Work in R with very large data set - r

I am working with a very large data set which I am downloading from an Oracle data base. The Data frame has about 21 millions rows and 15 columns.
My OS is windows xp (32-bit), I have 2GB RAM. Short-term I cannot upgrade my RAM or my OS (it is at work, it will take months before I get a decent pc).
library(RODBC)
sqlQuery(Channel1,"Select * from table1",stringsAsFactor=FALSE)
I get here already stuck with the usual "Cannot allocate xMb to vector".
I found some suggestion about using the ff package. I would appreciate to know if anybody familiar with the ff package can tell me if it would help in my case.
Do you know another way to get around the memory problem?
Would a 64-bit solution help?
Thanks for your suggestions.

If you are working with package ff and have your data in SQL, you can easily get them in ff using package ETLUtils, see the documentation for an example when using ROracle.
In my experience, ff is perfectly suited for the type of dataset you are working with (21 Mio rows and 15 columns) - in fact your setup is kind of small to ff unless your columns contain a lot of character data which will be converted to factors (meaning all your factor levels should be able to fit in your RAM).
Packages ETLUtils, ff and the package ffbase allow you to get your data in R using ff and do some basic statistics on it. Depending on what you will do with your data, your hardware, you might have to consider sampling when you build models. I prefer having my data in R, building a model based on a sample and score using the tools in ff (like chunking) or from package ffbase.
The drawback is that you have to get used to the fact that your data are ffdf objects and that might take some time - especially if you are new to R.

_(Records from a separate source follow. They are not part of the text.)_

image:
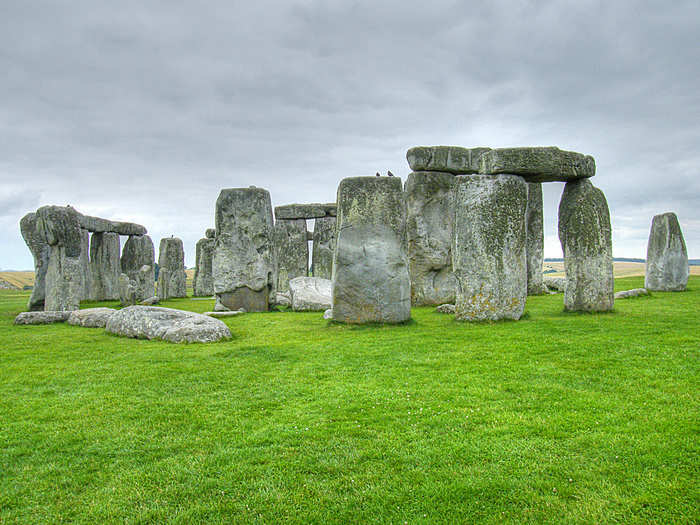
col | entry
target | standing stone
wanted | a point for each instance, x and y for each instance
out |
(667, 257)
(429, 228)
(488, 252)
(40, 252)
(105, 266)
(203, 284)
(371, 281)
(323, 247)
(535, 239)
(586, 240)
(244, 265)
(172, 280)
(292, 251)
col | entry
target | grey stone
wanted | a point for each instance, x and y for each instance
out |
(371, 282)
(586, 240)
(538, 164)
(171, 273)
(244, 266)
(105, 266)
(429, 227)
(45, 317)
(488, 253)
(203, 284)
(450, 159)
(168, 324)
(292, 251)
(667, 258)
(323, 247)
(535, 239)
(91, 317)
(305, 211)
(310, 293)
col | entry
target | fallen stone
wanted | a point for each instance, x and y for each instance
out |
(168, 324)
(538, 164)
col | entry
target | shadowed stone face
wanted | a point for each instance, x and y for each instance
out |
(667, 257)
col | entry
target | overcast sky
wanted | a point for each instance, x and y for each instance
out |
(143, 111)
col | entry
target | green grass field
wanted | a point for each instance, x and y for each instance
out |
(559, 418)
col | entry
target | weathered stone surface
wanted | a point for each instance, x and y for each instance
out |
(535, 239)
(667, 258)
(305, 211)
(586, 240)
(168, 324)
(450, 159)
(244, 266)
(538, 164)
(203, 285)
(429, 227)
(45, 317)
(40, 252)
(105, 266)
(171, 272)
(371, 282)
(91, 317)
(488, 253)
(310, 293)
(323, 247)
(292, 251)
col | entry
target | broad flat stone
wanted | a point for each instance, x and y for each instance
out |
(538, 164)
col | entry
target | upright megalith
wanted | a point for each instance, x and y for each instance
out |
(172, 281)
(535, 239)
(292, 250)
(371, 281)
(244, 266)
(40, 252)
(105, 266)
(429, 228)
(488, 251)
(323, 247)
(667, 257)
(203, 284)
(586, 240)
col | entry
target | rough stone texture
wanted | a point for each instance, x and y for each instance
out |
(175, 326)
(45, 317)
(305, 211)
(244, 267)
(105, 266)
(535, 239)
(171, 273)
(429, 227)
(91, 317)
(203, 284)
(586, 240)
(371, 282)
(667, 257)
(310, 293)
(292, 251)
(450, 159)
(40, 251)
(323, 247)
(538, 164)
(488, 253)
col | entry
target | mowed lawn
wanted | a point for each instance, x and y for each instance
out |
(559, 418)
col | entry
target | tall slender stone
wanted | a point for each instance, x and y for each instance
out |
(586, 240)
(371, 282)
(323, 247)
(667, 257)
(488, 252)
(535, 239)
(429, 228)
(292, 251)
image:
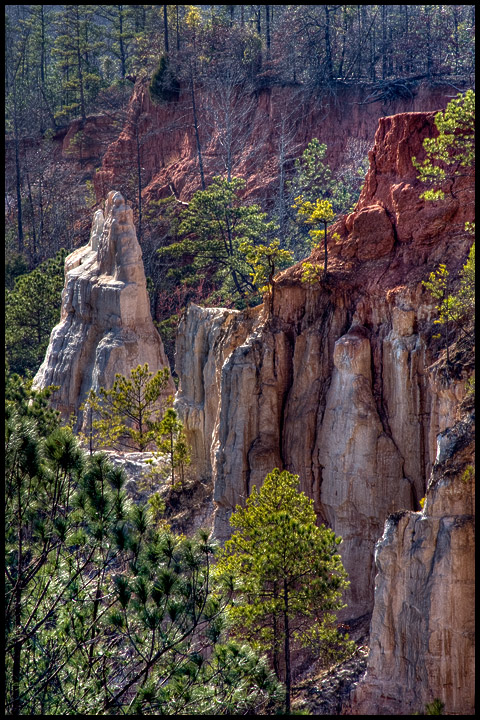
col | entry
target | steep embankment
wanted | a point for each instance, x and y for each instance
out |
(270, 127)
(335, 384)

In my experience, processing your data in chunks can almost always help greatly in processing big data. For example, if you calculate a temporal mean only one timestep needs to be in memory at any given time. You already have your data in a database, so obtaining the subset is easy. Alternatively, if you cannot easily process in chunks, you could always try and take a subset of your data. Repeat the analysis a few times to see if your results are sensitive to which subset you take. The bottomline is that some smart thinking can get you a long way with 2 Gb of RAM. If you need more specific advice, you need to ask more specific questions.

Sorry I can't help with ff, but on the topic of the RAM: I'm not familiar with the memory usage of R data frames, but for sake of argument let's say each cell takes 8 bytes (e.g. a double-precision float or long integer).
21 million * 15 * 8 bytes = about 2.5 GB.
Update and see the comments below; this figure is probably an underestimate!
So you could really do with more RAM, and a 64-bit machine would help a lot as 32-bit machines are limited to 4GB (and can't use that fully).
Might be worth trying a subset of the dataset so you know how much you can load with your existing RAM, then extrapolate to estimate how much you actually need. If you can subdivide the data and process it in chunks, that would be great, but lots of problems don't submit to that approach easily.
Also, I have been assuming that you need all the columns! Obviously, if you can filter the data in any way to reduce the size (e.g. removing any irrelevant columns) than that may help greatly!

There's another very similar question. In particular, one way to to handle your data is to write it to the file and then map memory region to it (see, for example, mmap package).

Related

R - How to work with large dataset that does not (but could) fit within memory?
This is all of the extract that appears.